Ja, die wurde im Hansa Studio abgemischt, da lief uns noch Udo Jürgens über den Weg. Das war damals DAS Studio. Das Album klingt deshalb vielleicht ein bisschen glatter, jedenfalls nicht mehr so wüst wie der Vorgänger.

“The Meaning Of Life” war damals unser erfolgreichstes Album mit den höchsten Verkaufszahlen. Die sind mit heutigen Verkaufszahlen natürlich überhaupt nicht vergleichbar, wo alles digital geworden ist. 

Wie hörst du denn Musik? Kaufst du CDs oder Vinyl? 

Ich kaufe CDs, ja. Und immer noch wie ein Irrer. (lacht) Die höre ich meistens im Auto, zu Hause bin ich auch etwas bequem geworden und lasse Apple Music über mein Soundboard laufen.

Einen Plattenspieler habe ich im Moment nicht, aber ich werde mir sicher mal wieder einen besorgen. Auf der neuen Platte gibt es übrigens einen lustigen Song, der heißt “Lockdown Forever”. 

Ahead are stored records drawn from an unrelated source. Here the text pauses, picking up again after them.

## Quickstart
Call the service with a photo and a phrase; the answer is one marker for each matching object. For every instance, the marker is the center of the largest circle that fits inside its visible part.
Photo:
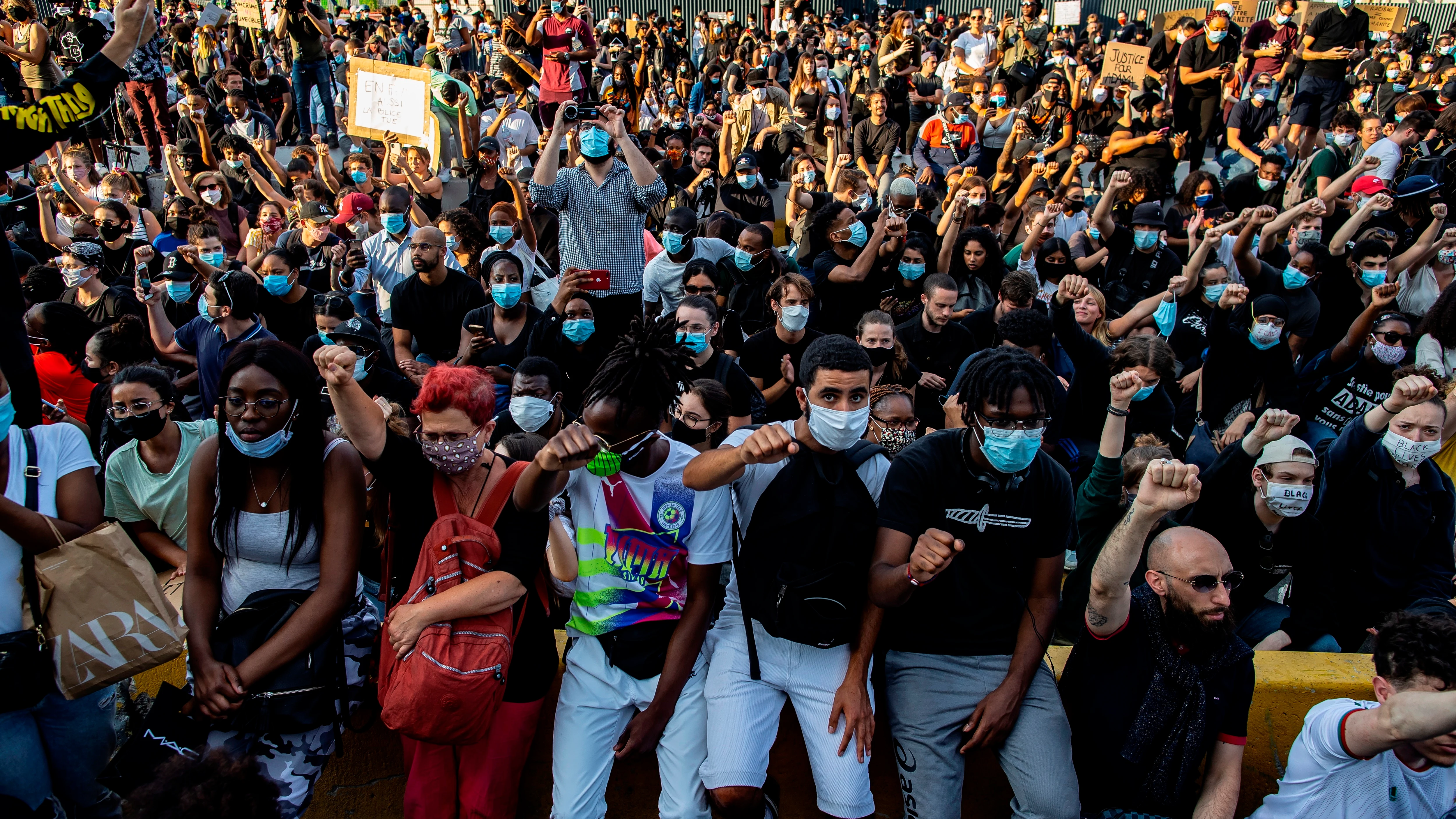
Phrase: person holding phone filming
(602, 199)
(1203, 66)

Klingt eigentlich gar nicht so lustig. 

Ja doch, pass auf: Du darfst nie wieder deine Wohnung verlassen, Essen wird vor die Tür gestellt und so. Und du hast nichts anderes zu tun, als deine Heavy-Metal-Plattensammlung von A bis Z durchzuhören. Das machst du dann für den Rest deines Lebens. Das ist ein sehr lustiger Text geworden. 

Zurück zu eurer Vergangenheit: “The Meaning Of Life” kam 1990 raus und in den 90ern selbst habt ihr dann noch drei Alben veröffentlicht, die jetzt auch in der Box sind. Habt ihr diese Dekade auch als die große Metal-Krise wahrgenommen, weil Grunge und Crossover plötzlich viel erfogreicher waren als Thrash und Heavy Metal? 

Wir haben gemerkt, dass die Verkäufe zurückgingen und es mit Thrash Metal bergab ging. Zum Teil haben wir nur drei Shows pro Jahr gespielt. Aber wir haben uns nicht unterkriegen lassen und weitergemacht. 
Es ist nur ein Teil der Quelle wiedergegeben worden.